De fait, la population paysanne tend à diminuer peu à peu. Elle reste cependant majoritaire, même si elle décroît de manière constante ; le phénomène est d’ailleurs ressenti comme inéluctable. En 1780, 80 % des Français étaient paysans, en 1850, ils ne sont plus que 65 %. Cependant, le monde paysan est encore le premier secteur économique, il fournit des bras à l’industrie et des soldats pour les nombreuses guerres continentales et coloniales.

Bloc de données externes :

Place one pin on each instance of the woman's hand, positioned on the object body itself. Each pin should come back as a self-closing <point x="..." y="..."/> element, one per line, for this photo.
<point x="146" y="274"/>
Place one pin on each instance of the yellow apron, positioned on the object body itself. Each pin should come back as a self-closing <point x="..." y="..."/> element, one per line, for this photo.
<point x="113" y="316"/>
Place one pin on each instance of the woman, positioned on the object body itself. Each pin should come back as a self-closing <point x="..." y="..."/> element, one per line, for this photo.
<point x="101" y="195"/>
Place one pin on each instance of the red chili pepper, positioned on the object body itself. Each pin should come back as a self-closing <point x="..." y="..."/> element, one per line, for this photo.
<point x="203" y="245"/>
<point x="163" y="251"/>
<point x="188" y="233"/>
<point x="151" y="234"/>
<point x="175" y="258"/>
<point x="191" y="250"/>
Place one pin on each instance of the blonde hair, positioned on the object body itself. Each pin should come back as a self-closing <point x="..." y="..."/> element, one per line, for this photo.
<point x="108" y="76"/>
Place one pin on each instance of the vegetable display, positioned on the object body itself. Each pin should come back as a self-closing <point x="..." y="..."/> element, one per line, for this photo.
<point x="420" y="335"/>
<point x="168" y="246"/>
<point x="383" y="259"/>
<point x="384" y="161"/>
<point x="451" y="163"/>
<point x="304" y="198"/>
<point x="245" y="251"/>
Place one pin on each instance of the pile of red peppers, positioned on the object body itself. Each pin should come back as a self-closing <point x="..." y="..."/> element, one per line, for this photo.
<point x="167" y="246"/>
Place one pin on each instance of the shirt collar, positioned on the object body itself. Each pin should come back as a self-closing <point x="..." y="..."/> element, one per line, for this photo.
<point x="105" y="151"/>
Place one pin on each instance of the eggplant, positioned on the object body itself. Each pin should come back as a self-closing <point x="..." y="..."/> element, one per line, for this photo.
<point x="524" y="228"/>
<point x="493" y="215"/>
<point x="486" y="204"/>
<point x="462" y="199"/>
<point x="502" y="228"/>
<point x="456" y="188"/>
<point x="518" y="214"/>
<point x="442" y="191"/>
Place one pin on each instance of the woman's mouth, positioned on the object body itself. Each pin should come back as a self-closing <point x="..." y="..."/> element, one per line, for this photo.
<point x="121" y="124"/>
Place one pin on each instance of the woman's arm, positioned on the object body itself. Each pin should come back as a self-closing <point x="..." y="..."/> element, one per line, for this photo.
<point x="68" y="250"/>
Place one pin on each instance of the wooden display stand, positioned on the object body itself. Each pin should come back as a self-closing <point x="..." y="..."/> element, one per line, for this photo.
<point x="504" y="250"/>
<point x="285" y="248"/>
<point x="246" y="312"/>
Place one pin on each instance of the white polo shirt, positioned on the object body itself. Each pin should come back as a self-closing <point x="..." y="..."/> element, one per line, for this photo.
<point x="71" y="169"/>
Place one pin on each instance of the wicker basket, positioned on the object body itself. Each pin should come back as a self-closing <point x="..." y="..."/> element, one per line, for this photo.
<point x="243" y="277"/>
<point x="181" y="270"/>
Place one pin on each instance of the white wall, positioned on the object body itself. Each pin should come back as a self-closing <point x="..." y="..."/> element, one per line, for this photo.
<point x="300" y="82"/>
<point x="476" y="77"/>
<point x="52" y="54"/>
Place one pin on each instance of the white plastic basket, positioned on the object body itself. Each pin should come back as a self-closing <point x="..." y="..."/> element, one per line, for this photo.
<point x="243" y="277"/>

Le monde paysan est aussi bien encadré politiquement. En effet, le traumatisme de la révolution a fait naître chez lui deux types de sensibilité. L’une est conservatrice et reste fidèle à ses élites traditionnelles, nobles et prêtres ; l’autre est de tradition républicaine et jacobine, attachée au culte de Napoléon. Il faut pourtant attendre les élections au suffrage universel pour que le monde paysan ait droit de vote. Apparaît alors un net clivage entre une droit et une gauche paysannes, cette dernière étant essentiellement concentrée dans le Midi et dans le Centre tandis que l’Ouest vendéen demeure contre-révolutionnaire.

Mais, à gauche comme à droite, les paysans qui ont accédé à la propriété grâce à la révolution, redoutent les « partageux ». Ils préfèrent également confier la défense de leurs intérêts à des notables locaux plutôt qu’à des cultivateurs qui ne représentent, qu’1,8 % d’élus aux Conseils généraux. 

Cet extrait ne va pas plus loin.